Dieses ist meine Vertheidigung, Simmias und Cebes! warum ich meine besten Freunde hienieden ohne Betrübniß verlasse, und bey Herannahung der Todesstunde so wenig zittere. Ich glaube, allda bessere Freunde und ein besseres Leben zu finden, als ich hier zurück lasse, so wenig auch dieses beym gemeinen Haufen Glauben finden wird.
Hat nun meine jetzige Schutzrede bessern Eingang gefunden, als jene, die ich vor den Richtern der Stadt gehalten, so hin ich vollkommen vergnügt.
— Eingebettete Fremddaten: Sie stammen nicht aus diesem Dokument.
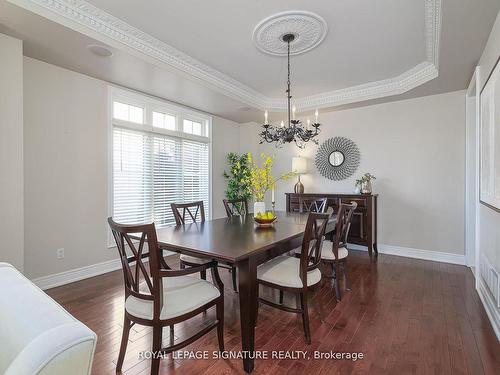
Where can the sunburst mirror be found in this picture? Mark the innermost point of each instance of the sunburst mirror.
(337, 158)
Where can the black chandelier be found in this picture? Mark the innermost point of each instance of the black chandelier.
(293, 131)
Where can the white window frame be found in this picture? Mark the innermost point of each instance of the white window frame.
(150, 104)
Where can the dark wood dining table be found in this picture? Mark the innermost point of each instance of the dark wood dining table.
(238, 241)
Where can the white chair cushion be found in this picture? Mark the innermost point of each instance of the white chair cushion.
(190, 259)
(181, 295)
(327, 252)
(284, 271)
(37, 336)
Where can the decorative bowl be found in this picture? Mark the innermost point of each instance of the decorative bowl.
(261, 222)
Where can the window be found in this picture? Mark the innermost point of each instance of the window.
(127, 112)
(154, 163)
(163, 121)
(194, 127)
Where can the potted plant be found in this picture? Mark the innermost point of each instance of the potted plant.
(237, 177)
(365, 183)
(261, 180)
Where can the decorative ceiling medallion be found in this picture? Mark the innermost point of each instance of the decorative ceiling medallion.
(308, 28)
(337, 158)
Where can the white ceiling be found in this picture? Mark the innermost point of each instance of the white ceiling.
(367, 42)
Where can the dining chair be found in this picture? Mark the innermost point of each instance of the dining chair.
(235, 207)
(334, 251)
(297, 275)
(194, 212)
(163, 296)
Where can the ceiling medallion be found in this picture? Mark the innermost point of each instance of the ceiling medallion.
(308, 28)
(293, 131)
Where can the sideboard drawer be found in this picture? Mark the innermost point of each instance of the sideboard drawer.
(361, 202)
(364, 222)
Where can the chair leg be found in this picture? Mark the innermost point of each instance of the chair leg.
(172, 338)
(256, 312)
(155, 361)
(220, 325)
(347, 283)
(335, 272)
(305, 317)
(123, 345)
(233, 272)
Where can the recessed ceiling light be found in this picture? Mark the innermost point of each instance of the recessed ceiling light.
(99, 50)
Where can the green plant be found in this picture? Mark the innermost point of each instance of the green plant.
(260, 179)
(237, 177)
(367, 177)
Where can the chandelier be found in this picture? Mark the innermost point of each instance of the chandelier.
(293, 130)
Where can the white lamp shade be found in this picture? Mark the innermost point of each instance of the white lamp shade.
(299, 165)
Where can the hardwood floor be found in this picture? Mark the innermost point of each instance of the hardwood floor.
(406, 316)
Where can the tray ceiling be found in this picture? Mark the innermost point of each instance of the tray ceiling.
(372, 49)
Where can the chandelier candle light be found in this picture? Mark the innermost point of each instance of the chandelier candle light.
(293, 131)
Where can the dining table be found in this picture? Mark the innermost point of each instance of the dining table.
(238, 241)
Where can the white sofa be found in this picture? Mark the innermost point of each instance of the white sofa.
(37, 336)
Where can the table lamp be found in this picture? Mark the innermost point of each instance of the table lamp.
(299, 166)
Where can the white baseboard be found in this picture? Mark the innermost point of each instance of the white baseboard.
(489, 306)
(66, 277)
(409, 252)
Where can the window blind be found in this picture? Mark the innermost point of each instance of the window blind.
(151, 171)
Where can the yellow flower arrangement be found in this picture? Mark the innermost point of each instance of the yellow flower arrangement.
(260, 178)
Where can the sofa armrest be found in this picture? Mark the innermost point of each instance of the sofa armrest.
(65, 349)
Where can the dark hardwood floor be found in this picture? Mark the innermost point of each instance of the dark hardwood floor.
(406, 316)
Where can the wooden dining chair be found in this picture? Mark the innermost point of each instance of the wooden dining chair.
(334, 252)
(313, 204)
(235, 207)
(162, 297)
(190, 212)
(297, 275)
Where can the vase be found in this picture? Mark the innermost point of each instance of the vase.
(366, 187)
(259, 207)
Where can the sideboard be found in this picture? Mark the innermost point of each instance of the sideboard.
(363, 229)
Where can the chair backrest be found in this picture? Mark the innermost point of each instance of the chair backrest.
(310, 255)
(195, 211)
(235, 207)
(142, 234)
(313, 204)
(344, 218)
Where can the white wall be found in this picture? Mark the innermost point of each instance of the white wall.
(66, 168)
(11, 152)
(489, 230)
(489, 220)
(415, 148)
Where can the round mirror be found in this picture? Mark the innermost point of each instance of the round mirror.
(336, 158)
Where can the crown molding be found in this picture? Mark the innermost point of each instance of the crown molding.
(87, 19)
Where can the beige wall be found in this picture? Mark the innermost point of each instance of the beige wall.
(489, 220)
(11, 152)
(66, 168)
(415, 148)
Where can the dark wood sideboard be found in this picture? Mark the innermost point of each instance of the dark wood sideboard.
(363, 229)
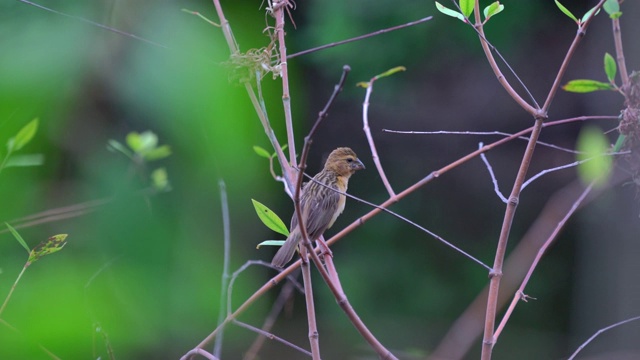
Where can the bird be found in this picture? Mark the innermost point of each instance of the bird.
(319, 204)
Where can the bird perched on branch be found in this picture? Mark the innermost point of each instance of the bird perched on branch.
(320, 205)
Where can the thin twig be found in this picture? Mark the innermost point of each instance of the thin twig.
(314, 337)
(270, 336)
(600, 332)
(363, 219)
(582, 30)
(393, 28)
(540, 116)
(93, 23)
(482, 133)
(432, 234)
(617, 39)
(279, 7)
(287, 171)
(285, 294)
(496, 188)
(226, 228)
(372, 145)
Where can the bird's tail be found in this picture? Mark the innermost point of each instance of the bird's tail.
(286, 252)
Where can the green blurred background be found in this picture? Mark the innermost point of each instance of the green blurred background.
(146, 270)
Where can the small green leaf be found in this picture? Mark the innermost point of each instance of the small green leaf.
(158, 153)
(467, 7)
(585, 86)
(270, 243)
(445, 10)
(160, 179)
(261, 152)
(23, 136)
(390, 72)
(17, 236)
(610, 67)
(612, 7)
(588, 14)
(50, 246)
(270, 219)
(566, 11)
(25, 160)
(593, 146)
(493, 9)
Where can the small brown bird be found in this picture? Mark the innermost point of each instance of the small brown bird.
(320, 205)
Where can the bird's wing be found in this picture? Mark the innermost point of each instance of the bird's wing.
(319, 210)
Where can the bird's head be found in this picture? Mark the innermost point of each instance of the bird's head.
(344, 162)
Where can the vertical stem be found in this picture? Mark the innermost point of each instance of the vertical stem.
(217, 348)
(279, 10)
(496, 274)
(311, 312)
(372, 145)
(617, 39)
(13, 287)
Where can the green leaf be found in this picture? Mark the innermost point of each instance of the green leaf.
(261, 152)
(585, 85)
(493, 9)
(593, 146)
(50, 246)
(25, 160)
(610, 67)
(445, 10)
(270, 243)
(17, 236)
(160, 179)
(270, 219)
(588, 14)
(23, 136)
(158, 153)
(141, 143)
(612, 7)
(566, 11)
(113, 145)
(467, 7)
(390, 72)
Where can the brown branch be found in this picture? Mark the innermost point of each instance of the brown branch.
(287, 170)
(372, 145)
(543, 249)
(357, 38)
(279, 7)
(361, 220)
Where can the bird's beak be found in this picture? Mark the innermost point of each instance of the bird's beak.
(357, 165)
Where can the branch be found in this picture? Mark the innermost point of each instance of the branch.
(552, 237)
(600, 332)
(357, 38)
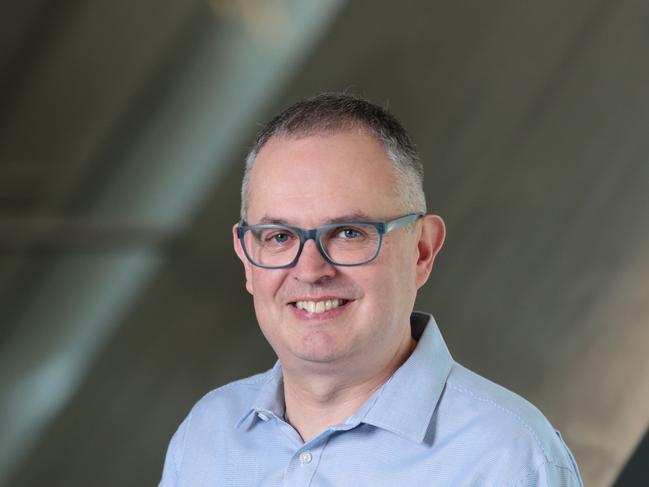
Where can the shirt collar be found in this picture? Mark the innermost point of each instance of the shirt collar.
(403, 405)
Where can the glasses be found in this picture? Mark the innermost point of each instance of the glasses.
(342, 244)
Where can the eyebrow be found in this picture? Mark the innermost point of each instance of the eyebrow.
(350, 217)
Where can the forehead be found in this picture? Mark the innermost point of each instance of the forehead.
(319, 177)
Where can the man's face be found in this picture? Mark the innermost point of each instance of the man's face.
(308, 182)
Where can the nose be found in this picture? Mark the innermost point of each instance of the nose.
(312, 266)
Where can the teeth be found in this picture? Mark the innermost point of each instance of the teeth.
(319, 306)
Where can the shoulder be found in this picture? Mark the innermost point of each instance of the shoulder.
(503, 428)
(230, 400)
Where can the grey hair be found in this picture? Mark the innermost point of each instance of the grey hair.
(332, 112)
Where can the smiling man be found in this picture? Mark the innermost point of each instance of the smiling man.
(335, 242)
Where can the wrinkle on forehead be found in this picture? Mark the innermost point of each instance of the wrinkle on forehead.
(345, 173)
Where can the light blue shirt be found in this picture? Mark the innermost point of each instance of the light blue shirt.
(433, 423)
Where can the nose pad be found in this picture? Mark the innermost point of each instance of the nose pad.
(312, 265)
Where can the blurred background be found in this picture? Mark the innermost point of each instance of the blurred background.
(123, 126)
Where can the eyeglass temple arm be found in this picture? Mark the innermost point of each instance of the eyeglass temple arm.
(404, 220)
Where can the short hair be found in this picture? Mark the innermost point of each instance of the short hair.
(332, 112)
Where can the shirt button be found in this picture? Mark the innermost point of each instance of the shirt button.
(305, 457)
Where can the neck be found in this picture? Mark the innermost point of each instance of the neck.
(316, 401)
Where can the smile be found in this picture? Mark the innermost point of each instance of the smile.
(317, 307)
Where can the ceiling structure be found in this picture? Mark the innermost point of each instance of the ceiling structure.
(122, 131)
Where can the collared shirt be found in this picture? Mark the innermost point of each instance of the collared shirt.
(433, 423)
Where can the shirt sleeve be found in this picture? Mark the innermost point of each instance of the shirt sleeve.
(173, 459)
(551, 475)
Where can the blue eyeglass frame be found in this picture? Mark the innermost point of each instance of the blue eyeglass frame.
(315, 233)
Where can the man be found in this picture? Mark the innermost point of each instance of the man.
(335, 243)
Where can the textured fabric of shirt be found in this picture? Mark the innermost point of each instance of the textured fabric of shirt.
(433, 423)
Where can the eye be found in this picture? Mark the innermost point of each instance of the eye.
(279, 237)
(349, 233)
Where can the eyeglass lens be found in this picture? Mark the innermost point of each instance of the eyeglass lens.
(276, 246)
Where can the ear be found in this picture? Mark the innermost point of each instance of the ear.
(247, 266)
(431, 239)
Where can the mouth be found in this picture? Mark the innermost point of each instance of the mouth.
(319, 306)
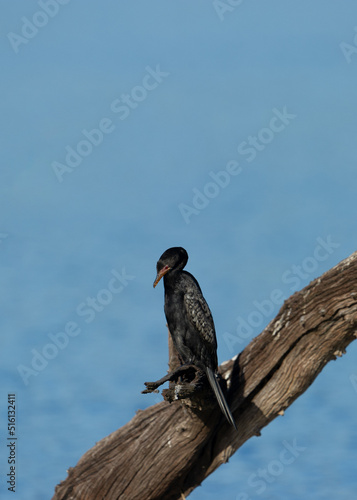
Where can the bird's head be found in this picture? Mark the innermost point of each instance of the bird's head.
(173, 259)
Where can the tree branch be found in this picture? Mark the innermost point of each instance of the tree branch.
(167, 450)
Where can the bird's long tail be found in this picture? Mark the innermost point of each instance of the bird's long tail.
(220, 396)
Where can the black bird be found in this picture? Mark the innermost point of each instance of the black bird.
(190, 320)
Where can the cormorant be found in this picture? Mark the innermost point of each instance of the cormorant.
(190, 320)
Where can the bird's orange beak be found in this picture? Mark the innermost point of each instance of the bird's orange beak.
(160, 274)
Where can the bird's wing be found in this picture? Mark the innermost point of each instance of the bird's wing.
(200, 315)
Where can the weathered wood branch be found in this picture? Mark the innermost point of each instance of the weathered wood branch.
(167, 450)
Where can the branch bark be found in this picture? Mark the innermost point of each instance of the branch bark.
(167, 450)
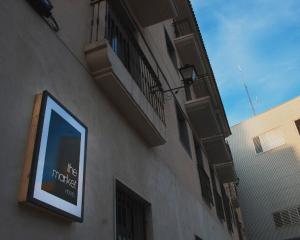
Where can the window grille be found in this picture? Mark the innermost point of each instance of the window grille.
(130, 215)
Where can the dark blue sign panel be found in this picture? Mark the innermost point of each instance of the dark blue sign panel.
(57, 179)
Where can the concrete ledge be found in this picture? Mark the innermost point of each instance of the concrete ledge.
(114, 79)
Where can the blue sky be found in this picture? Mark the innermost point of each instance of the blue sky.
(259, 37)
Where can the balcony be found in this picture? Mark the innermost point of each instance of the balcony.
(152, 12)
(187, 45)
(122, 71)
(203, 117)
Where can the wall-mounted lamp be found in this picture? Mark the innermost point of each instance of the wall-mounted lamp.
(188, 74)
(44, 8)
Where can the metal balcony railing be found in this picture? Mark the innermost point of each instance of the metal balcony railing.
(124, 44)
(182, 27)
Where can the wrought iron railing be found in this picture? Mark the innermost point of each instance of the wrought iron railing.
(182, 27)
(123, 42)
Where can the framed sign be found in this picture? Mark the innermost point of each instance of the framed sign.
(55, 160)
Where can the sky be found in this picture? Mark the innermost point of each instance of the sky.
(255, 41)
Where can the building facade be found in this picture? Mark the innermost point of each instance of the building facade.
(157, 164)
(266, 153)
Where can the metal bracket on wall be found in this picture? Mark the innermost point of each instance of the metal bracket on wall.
(44, 8)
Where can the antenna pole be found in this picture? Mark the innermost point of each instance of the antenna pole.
(247, 92)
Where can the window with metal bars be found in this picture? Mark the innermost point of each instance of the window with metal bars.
(203, 177)
(171, 49)
(227, 208)
(297, 123)
(131, 213)
(217, 197)
(257, 145)
(183, 129)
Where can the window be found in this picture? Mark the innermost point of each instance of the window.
(269, 140)
(217, 197)
(227, 208)
(183, 129)
(171, 49)
(297, 122)
(131, 213)
(203, 177)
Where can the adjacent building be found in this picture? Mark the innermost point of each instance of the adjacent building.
(137, 74)
(266, 153)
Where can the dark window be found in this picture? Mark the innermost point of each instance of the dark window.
(239, 226)
(203, 177)
(131, 214)
(257, 145)
(171, 49)
(198, 152)
(217, 197)
(183, 130)
(227, 208)
(297, 122)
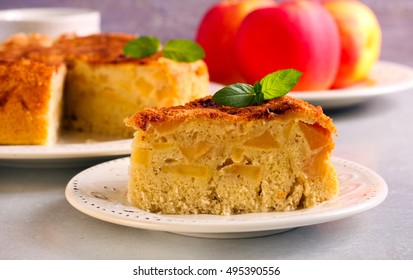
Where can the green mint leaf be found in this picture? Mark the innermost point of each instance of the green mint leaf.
(141, 47)
(279, 83)
(183, 50)
(236, 95)
(259, 96)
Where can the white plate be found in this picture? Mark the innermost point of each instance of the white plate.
(385, 78)
(72, 149)
(100, 191)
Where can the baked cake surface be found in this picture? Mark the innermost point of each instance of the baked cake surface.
(101, 86)
(212, 159)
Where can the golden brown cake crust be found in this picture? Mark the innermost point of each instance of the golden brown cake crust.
(208, 109)
(105, 48)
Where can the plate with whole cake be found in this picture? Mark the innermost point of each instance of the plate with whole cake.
(385, 78)
(82, 83)
(101, 192)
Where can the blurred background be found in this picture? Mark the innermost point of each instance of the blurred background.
(169, 19)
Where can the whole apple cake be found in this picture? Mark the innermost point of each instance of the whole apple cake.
(204, 158)
(85, 84)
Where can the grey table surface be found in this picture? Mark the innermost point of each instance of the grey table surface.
(37, 222)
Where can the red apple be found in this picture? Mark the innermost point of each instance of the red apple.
(296, 34)
(216, 33)
(360, 34)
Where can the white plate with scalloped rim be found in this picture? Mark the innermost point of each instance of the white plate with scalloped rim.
(100, 192)
(385, 78)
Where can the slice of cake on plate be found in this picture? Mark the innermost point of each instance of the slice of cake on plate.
(205, 158)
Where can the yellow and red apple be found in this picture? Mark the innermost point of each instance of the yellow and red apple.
(216, 33)
(360, 35)
(294, 34)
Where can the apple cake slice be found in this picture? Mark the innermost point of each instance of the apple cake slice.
(204, 158)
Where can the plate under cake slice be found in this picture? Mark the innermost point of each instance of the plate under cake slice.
(206, 158)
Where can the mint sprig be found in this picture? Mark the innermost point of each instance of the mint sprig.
(181, 50)
(274, 85)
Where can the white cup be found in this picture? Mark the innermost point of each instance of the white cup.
(52, 22)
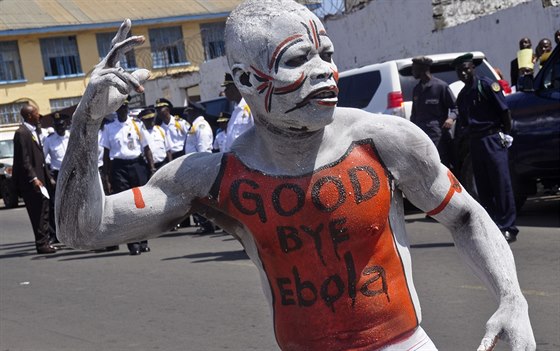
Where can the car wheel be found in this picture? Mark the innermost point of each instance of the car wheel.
(9, 194)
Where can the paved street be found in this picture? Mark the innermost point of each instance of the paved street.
(202, 293)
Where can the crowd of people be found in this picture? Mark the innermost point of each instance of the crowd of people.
(132, 148)
(482, 120)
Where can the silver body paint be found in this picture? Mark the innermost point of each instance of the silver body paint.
(281, 143)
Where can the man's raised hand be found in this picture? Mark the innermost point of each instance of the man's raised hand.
(110, 84)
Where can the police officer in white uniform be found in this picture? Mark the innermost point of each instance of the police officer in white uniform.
(127, 159)
(199, 139)
(174, 126)
(200, 136)
(221, 134)
(160, 143)
(55, 145)
(241, 118)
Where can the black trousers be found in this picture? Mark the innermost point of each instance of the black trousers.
(38, 208)
(128, 174)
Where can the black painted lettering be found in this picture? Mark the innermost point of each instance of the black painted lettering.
(277, 195)
(289, 239)
(338, 233)
(306, 291)
(378, 273)
(285, 293)
(316, 194)
(258, 206)
(330, 297)
(315, 234)
(359, 194)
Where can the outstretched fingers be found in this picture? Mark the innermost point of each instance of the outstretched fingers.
(122, 32)
(121, 48)
(124, 76)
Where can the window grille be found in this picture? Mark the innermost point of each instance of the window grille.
(9, 113)
(213, 39)
(60, 56)
(10, 62)
(128, 61)
(167, 47)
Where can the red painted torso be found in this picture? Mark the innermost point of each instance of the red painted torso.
(326, 245)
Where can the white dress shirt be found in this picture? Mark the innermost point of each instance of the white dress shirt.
(200, 137)
(125, 140)
(241, 120)
(54, 148)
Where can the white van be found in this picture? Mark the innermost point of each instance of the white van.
(387, 87)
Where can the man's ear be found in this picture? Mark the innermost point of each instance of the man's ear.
(243, 78)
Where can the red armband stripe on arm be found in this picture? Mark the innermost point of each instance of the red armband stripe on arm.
(455, 187)
(138, 199)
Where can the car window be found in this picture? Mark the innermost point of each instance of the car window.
(443, 71)
(6, 148)
(357, 90)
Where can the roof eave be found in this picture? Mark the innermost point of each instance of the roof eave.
(113, 25)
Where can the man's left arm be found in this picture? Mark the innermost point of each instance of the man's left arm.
(432, 187)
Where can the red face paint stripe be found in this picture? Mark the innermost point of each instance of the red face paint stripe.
(455, 187)
(316, 40)
(291, 87)
(279, 47)
(138, 199)
(261, 74)
(335, 73)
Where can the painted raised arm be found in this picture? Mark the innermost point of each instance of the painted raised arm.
(80, 201)
(110, 84)
(432, 187)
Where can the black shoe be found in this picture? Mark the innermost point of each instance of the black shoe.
(204, 231)
(509, 236)
(48, 249)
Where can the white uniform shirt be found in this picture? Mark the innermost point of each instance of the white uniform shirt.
(200, 137)
(177, 130)
(33, 130)
(220, 141)
(241, 120)
(100, 150)
(159, 144)
(54, 148)
(125, 140)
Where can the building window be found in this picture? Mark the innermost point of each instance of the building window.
(59, 104)
(104, 45)
(168, 48)
(9, 113)
(213, 39)
(10, 63)
(60, 56)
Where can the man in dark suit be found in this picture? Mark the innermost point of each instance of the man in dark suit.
(32, 176)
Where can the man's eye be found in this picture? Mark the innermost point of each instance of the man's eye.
(326, 56)
(297, 61)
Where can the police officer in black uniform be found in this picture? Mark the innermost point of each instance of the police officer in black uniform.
(485, 119)
(433, 108)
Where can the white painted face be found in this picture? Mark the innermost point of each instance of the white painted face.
(297, 87)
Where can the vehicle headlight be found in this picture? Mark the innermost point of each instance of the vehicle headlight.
(8, 170)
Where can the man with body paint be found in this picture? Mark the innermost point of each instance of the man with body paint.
(313, 192)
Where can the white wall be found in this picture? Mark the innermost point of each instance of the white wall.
(391, 29)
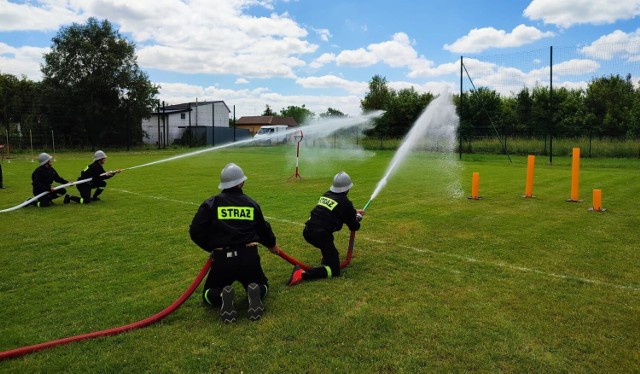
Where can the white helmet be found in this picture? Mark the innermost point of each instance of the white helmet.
(43, 158)
(99, 155)
(341, 183)
(231, 176)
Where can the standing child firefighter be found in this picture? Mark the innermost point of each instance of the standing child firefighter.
(229, 226)
(332, 211)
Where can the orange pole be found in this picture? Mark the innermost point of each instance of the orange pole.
(475, 185)
(597, 200)
(575, 174)
(531, 162)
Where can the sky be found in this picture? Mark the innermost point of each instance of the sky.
(323, 53)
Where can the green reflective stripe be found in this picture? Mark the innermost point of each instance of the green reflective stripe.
(329, 273)
(235, 212)
(327, 203)
(206, 296)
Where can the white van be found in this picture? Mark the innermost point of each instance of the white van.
(275, 134)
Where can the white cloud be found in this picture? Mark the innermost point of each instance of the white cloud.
(331, 81)
(21, 61)
(618, 43)
(324, 34)
(251, 102)
(324, 59)
(569, 13)
(37, 15)
(397, 52)
(193, 37)
(485, 38)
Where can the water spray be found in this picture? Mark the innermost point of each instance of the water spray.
(299, 135)
(35, 198)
Sokrates hatte ausgeredet, und Cebes ergriff das Wort: Es ist wahr Sokrates! du hast dich vollkommen gerechtfertiget; allein was du von der Seele behauptest, muß vielen unglaublich scheinen; denn sie halten insgemein dafür, die Seele sey nirgend mehr anzutreffen, so bald sie den Körper verlassen, sondern werde, gleich nach dem Tode des Menschen, aufgelöset und zernichtet. Sie steige, wie ein Hauch, oder wie ein feiner Dampf, aus dem Körper in die obere Luft, allwo sie vergehe, und völlig aufhöre zu seyn. Könnte es ausgemacht werden, daß die Seele für sich bestehen kann, und nicht nothwendig mit diesem Leibe verbunden seyn muß: so hätten die Hoffnungen, die du dir machest, eine nicht geringe Wahrscheinlichkeit; denn so bald es mit uns nach dem Tode besser werden kann: so hat der Tugendhafte auch gegründete Hoffnungen, daß es mit ihm wirklich besser werden wird. Allein die Möglichkeit selbst ist schwer zu begreifen, daß die Seele nach dem Tode noch denken, daß sie noch Willen und Verstandeskräfte haben soll; dieses also, mein Sokrates, erfodert noch einigen Beweis.
Du hast Recht, Cebes! versetzte Sokrates. Allein was ist zu thun? Wollen wir etwa überlegen, ob wir einen Beweis finden können, oder nicht?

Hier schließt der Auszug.